Tag Archives: sermon preparation

Who’s Robbing Whom? Some Thoughts on Pulpit Plagiarism

PulpitSupplyHandbookBookCoverby Doug Smith

Is it wrong to preach another pastor’s sermon?  Pulpit plagiarism can be a hot topic.  To commit plagiarism, according to the Merriam-Webster Dictionary, is “to use the words or ideas of another person as if they were your own words or ideas.”  This issue is certainly not new, but there has been a good bit of discussion in the last few years concerning possible answers to this question, some of which are quite disturbing.

Some prominent pastors, such as Rick Warren and James Merritt, openly encourage other pastors to take their sermons and preach them – even without giving proper credit.  However, others disagree. On December 7, 2006, the Albert Mohler Program featured a radio interview between Dr. Mohler, president of the Southern Baptist Theological Seminary (SBTS), and Hershael York, a pastor as well as a professor of preaching at SBTS.  They are in agreement about this issue, and the title of the program reveals their perspective: “Plagiarism in the Pulpit: Stealing the Material We Preach.”  They believe a pastor should actually take the time to study and prepare messages suited for his own congregation instead of using something prepackaged and pre-processed.  Shocking, isn’t it?

For years, in addition to full-time teaching, I have preached in a supply capacity, filling in for pastors or serving churches that do not have a pastor.  Study time is a premium amidst family and work responsibilities. It could be tempting to steal others’ sermons.

However, I believe Mohler and York are exactly right about this issue.   I realize there are variations on pulpit plagiarism, ranging from preaching another’s sermon verbatim to extensively modifying it.  Regardless of the extent, when credit is not given where credit is due, people are being robbed.  And the interesting thing is that the ones who suffer the most are not the people whose material is being used, but the people who are stealing it and the people who are having it fed to them.  Pulpit plagiarism robs pastors and congregations in at least five ways.

  1. Pulpit plagiarism robs pastors and congregations of spiritual nourishment they can only get from someone who lives among them and labors in the text of Scripture.

The pastor who is content to steal others’ sermons robs himself of the valuable discipline of study and its benefits for himself. He has less reason to devote hours throughout the week to the Word than he would if he were preparing the sermon himself. The plagiarizer deprives himself of a great blessing that God would freely give to him and the congregation if he would devote himself to the Word.

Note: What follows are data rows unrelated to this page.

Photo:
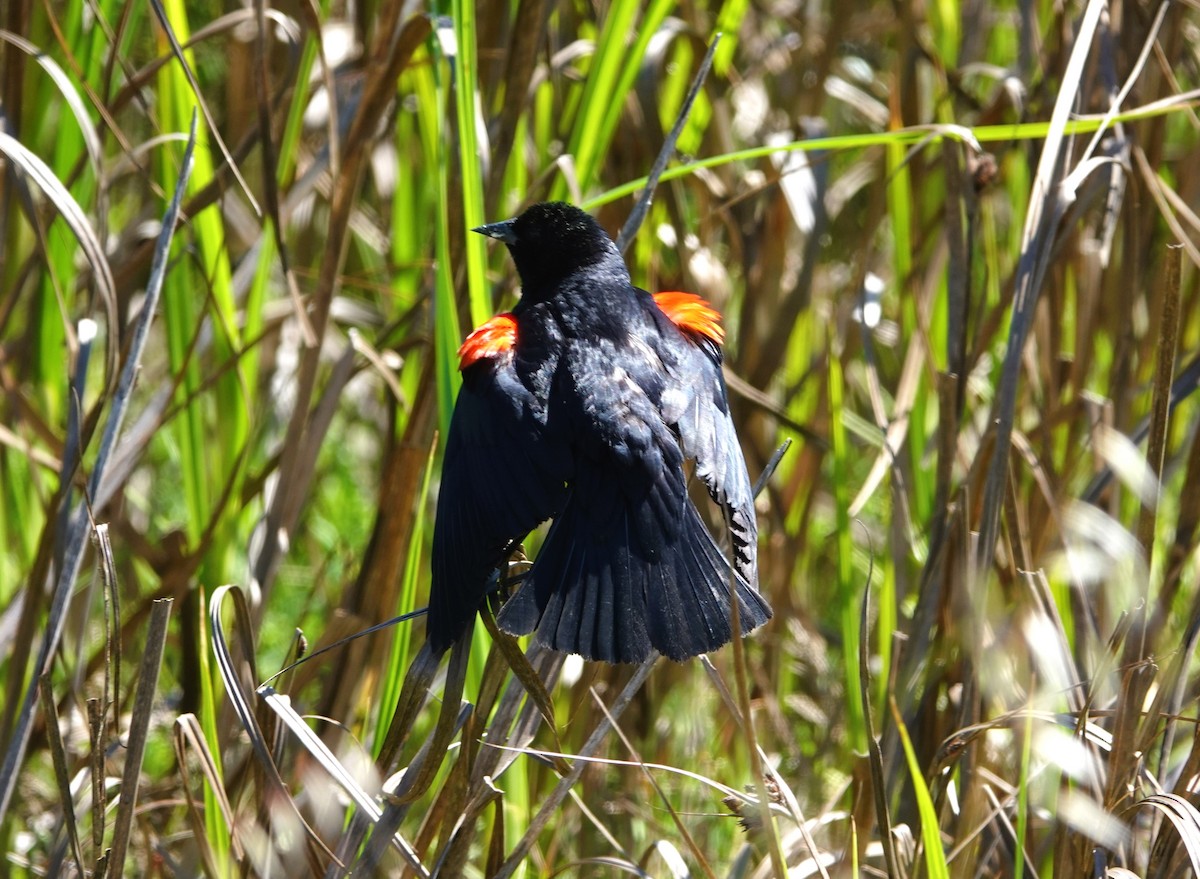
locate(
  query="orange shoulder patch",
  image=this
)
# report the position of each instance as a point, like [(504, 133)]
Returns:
[(489, 340), (693, 314)]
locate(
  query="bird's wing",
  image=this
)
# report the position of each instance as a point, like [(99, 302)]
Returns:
[(501, 478), (628, 564), (696, 405)]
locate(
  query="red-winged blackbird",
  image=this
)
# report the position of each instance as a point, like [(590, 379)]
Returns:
[(581, 405)]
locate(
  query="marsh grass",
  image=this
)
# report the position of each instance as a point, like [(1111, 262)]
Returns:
[(957, 250)]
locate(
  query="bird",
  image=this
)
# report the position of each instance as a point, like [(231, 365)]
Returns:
[(586, 405)]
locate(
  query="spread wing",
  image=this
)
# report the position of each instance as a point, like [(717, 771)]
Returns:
[(696, 405), (628, 566), (501, 478)]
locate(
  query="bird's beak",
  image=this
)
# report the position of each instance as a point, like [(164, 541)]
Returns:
[(501, 232)]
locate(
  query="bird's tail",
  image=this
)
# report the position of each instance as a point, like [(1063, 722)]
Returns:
[(651, 578)]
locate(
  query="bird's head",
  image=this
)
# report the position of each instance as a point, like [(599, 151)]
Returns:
[(551, 241)]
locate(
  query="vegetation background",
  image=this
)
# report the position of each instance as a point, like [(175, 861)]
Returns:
[(955, 244)]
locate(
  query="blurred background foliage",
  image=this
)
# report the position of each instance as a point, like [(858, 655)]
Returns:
[(966, 294)]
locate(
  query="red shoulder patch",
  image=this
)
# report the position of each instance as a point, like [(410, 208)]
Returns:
[(691, 314), (489, 340)]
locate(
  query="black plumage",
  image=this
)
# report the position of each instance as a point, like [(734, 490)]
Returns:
[(582, 406)]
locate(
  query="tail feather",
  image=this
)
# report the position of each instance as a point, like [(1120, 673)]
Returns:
[(653, 580)]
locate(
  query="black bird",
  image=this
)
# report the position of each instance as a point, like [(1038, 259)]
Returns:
[(582, 406)]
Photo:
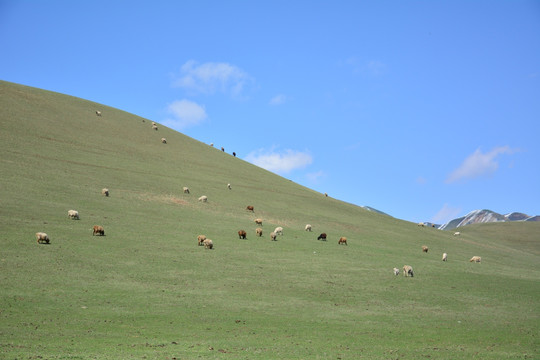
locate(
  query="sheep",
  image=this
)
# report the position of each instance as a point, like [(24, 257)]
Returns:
[(208, 244), (42, 238), (407, 270), (73, 214), (200, 239), (98, 229)]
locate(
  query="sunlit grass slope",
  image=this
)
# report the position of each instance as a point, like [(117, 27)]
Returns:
[(146, 290)]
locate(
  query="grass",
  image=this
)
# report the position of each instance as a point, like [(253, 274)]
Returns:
[(146, 290)]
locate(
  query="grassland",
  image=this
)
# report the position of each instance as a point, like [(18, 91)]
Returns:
[(146, 290)]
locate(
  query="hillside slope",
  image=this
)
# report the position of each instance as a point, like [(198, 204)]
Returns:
[(147, 290)]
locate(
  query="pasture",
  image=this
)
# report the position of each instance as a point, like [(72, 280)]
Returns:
[(146, 290)]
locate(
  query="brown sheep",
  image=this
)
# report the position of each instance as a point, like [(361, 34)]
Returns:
[(98, 230), (200, 239), (208, 244), (408, 271), (42, 238)]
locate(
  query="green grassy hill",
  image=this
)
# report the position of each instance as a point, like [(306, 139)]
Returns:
[(146, 290)]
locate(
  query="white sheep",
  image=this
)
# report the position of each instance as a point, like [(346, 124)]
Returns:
[(407, 270), (73, 214), (42, 238)]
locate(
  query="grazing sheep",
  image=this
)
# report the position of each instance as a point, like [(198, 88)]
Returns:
[(208, 244), (407, 270), (42, 238), (98, 230), (73, 214), (200, 239)]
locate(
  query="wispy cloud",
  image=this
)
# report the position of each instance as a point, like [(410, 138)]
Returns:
[(211, 77), (446, 214), (184, 113), (278, 99), (279, 162), (479, 164)]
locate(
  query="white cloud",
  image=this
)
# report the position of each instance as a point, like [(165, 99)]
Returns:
[(278, 99), (184, 113), (478, 164), (446, 214), (210, 77), (279, 162)]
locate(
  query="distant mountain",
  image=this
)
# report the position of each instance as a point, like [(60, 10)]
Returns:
[(485, 216)]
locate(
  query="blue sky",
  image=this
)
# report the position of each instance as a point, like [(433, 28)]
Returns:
[(425, 110)]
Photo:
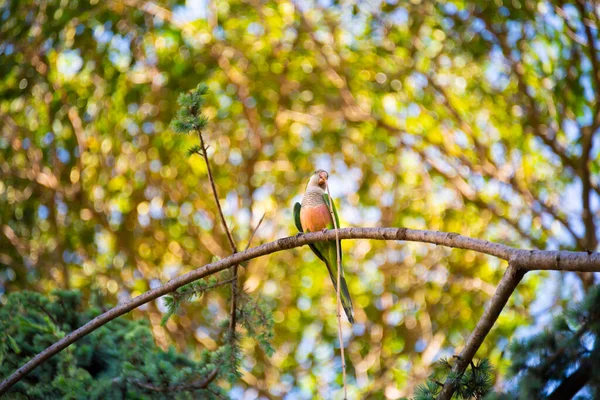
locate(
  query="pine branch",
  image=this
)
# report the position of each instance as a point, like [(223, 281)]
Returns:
[(508, 284), (526, 260)]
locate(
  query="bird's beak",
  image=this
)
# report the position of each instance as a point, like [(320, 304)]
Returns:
[(322, 178)]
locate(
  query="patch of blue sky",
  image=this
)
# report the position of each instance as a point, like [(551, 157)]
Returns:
[(193, 10)]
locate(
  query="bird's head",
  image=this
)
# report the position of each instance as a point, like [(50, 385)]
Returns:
[(319, 179)]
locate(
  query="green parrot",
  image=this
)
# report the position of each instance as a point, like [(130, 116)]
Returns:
[(312, 216)]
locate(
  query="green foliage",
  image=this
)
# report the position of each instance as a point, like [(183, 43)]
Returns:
[(189, 116), (457, 116), (539, 364), (187, 293), (119, 360), (475, 383)]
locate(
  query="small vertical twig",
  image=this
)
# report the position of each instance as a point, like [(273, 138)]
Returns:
[(232, 321), (338, 257)]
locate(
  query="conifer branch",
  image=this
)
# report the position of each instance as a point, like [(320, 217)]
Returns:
[(525, 260), (508, 284)]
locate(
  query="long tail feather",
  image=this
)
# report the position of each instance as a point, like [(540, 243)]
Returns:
[(346, 301)]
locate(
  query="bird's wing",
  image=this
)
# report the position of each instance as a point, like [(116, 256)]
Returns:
[(337, 220), (297, 208)]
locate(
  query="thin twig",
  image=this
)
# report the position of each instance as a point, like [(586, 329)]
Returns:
[(233, 311), (254, 231), (338, 257), (528, 260)]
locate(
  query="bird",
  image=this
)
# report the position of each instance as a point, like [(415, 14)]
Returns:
[(313, 215)]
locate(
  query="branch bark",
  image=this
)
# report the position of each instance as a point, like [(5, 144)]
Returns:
[(509, 282), (527, 260)]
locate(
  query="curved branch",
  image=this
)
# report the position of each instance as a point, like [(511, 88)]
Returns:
[(523, 259), (507, 285)]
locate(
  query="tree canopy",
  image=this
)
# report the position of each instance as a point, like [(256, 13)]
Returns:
[(478, 117)]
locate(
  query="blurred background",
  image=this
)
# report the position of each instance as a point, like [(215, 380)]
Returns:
[(473, 117)]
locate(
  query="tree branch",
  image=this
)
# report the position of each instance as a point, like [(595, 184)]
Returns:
[(510, 280), (573, 384), (528, 260)]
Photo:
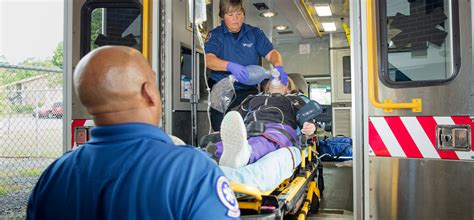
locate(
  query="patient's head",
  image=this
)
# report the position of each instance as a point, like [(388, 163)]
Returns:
[(270, 87), (117, 85)]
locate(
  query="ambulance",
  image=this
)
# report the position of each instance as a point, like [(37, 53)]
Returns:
[(396, 76)]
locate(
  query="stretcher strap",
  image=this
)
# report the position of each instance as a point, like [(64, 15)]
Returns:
[(270, 138)]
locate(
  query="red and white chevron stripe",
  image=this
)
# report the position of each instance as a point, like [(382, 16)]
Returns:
[(412, 137)]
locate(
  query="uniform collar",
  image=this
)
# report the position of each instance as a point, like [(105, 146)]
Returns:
[(128, 131)]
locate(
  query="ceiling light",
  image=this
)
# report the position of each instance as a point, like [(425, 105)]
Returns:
[(329, 26), (268, 14), (281, 27), (323, 10)]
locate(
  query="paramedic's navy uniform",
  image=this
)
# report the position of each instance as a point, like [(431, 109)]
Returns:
[(132, 171), (245, 48)]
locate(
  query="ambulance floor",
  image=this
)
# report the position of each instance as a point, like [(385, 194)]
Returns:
[(338, 191), (336, 203)]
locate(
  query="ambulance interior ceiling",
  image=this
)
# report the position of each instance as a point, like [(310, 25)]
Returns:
[(315, 61), (292, 14)]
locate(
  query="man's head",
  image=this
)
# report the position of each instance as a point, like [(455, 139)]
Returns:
[(233, 14), (117, 85)]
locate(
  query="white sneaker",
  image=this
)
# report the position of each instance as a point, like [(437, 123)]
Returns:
[(236, 152)]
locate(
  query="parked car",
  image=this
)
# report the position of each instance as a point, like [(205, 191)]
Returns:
[(51, 110)]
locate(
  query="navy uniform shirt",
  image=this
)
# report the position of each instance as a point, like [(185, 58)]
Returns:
[(247, 49), (132, 171)]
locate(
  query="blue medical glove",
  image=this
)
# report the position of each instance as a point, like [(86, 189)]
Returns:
[(283, 74), (238, 71)]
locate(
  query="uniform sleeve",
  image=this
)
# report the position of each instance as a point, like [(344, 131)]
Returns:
[(263, 45), (213, 43), (213, 198)]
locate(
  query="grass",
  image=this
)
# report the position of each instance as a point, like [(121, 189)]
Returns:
[(31, 172), (6, 188), (26, 172)]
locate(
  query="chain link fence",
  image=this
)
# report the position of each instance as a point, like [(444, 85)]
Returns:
[(31, 131)]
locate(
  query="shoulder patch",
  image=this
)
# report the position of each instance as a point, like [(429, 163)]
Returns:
[(209, 35), (227, 197)]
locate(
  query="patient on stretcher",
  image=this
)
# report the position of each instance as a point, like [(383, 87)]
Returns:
[(279, 112)]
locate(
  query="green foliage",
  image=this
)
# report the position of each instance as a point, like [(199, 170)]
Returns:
[(12, 75), (4, 107), (31, 172), (57, 58), (96, 26), (19, 108)]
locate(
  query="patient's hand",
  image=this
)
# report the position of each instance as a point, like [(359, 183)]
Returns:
[(308, 128)]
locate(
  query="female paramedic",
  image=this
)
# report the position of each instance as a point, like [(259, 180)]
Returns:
[(234, 45)]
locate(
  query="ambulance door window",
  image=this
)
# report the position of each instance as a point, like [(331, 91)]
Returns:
[(111, 24), (419, 42)]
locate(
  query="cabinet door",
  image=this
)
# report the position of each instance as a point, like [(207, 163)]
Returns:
[(341, 75)]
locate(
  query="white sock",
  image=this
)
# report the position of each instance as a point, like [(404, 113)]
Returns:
[(234, 139)]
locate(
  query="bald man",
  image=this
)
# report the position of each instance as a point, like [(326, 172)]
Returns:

The congregation also gets the short end of the stick. Just as the milk from a mother’s breast contains nutrients specially and uniquely suited for her child, a pastor who studies the Word and knows his congregation will be able to feed Christ’s sheep with a diet suited to their needs better than any prepackaged sermon can. Phillips Brooks said that a true preacher is one who utters “truth through his own personality,” and this is what every congregation needs. There are particular applications of the text that may be irrelevant to a congregation if taken from a “canned” sermon, and there are particular applications they need that cannot be gained except from their own pastor’s labors in the Word. This is especially true in foreign countries where the people may have no clue as to the point of certain illustrations from American culture and have certain needs that preachers from other backgrounds might not touch upon.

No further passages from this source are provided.